In India, section 3 of the Prevention of Insults to the National Honour Act, 1971 (pdf) provides that “whoever intentionally prevents the singing of the Indian National Anthem or causes disturbances to any assembly engaged in such singing” commits an offence. Preventing disturbance is one thing, but penalising non-conformity is quite another. There is still frequent controversy in India when people remain seated for the national anthem before a movie. Indeed, it took a court case in 2005 to decide that merely sitting down does not prevent or disturb the singing of the anthem within the meaning of section 3.

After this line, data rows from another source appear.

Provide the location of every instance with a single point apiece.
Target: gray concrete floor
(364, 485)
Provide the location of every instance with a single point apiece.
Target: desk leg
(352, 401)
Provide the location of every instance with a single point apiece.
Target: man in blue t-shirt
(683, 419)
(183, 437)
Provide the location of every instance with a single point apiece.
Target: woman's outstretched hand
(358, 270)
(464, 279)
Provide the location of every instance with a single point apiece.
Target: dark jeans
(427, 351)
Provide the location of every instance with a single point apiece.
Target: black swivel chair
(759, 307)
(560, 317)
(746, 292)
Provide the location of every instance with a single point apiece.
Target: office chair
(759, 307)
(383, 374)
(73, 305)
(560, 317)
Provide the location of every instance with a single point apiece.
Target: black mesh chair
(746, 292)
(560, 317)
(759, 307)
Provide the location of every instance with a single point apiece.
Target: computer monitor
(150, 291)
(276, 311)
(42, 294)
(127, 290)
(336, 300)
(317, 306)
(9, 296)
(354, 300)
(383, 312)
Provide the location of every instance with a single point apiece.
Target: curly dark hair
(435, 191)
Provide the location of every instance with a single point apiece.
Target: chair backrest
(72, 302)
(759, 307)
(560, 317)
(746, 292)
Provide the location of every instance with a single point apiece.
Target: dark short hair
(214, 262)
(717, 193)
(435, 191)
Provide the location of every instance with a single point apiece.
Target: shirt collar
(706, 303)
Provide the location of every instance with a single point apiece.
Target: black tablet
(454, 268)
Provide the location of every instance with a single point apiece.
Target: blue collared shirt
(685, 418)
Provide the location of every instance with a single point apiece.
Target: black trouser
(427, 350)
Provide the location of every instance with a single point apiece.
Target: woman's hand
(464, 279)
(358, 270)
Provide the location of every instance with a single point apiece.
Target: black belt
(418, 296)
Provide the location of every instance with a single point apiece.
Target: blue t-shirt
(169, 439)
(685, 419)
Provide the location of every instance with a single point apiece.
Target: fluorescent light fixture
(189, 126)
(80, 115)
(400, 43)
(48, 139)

For the purposes of musing on what should and should not be in a National Anthem Bill, the lesson here is to ensure that any provision preventing disturbance of the singing of the anthem cannot be used to punish political dissent or social non-conformity. In an Irish context, the Criminal Justice (Public Order) Acts, 1994 (also here) to 2011 (also here) provide for public order offences, and questions of disturbance of the singing of the anthem should be left to that context. It may be that disorder during the performance of the anthem could be made an aggravating factor in sentencing for a public order offence, but anything more than that, making disturbance of the singing of the anthem itself an offence would go too far. It would convert protocol to obligation, and it would over-penalise political dissent or social non-conformity. Much better in a National Anthem Bill to provide merely what those listening to it “should” do, and permit the general law on public order to deal with disturbances to the singing of the anthem. People like Tommie Smith, John Carlos, Mahmoud Abdul-Rauf and Colin Kaepernick should be able to make their protests during the anthem, even if politicians like Barack Obmama and Jeremy Corbyn are criticised for their singing voices.
So, we should be able to debate whether the GAA should continue to play the national anthem before matches, and the likes of Rory McIlroy or Conor McGregor should be able to make a point about or with it, and it shouldn’t matter if a Taoiseach sings the anthem or not, without running foul of a National Anthem Bill.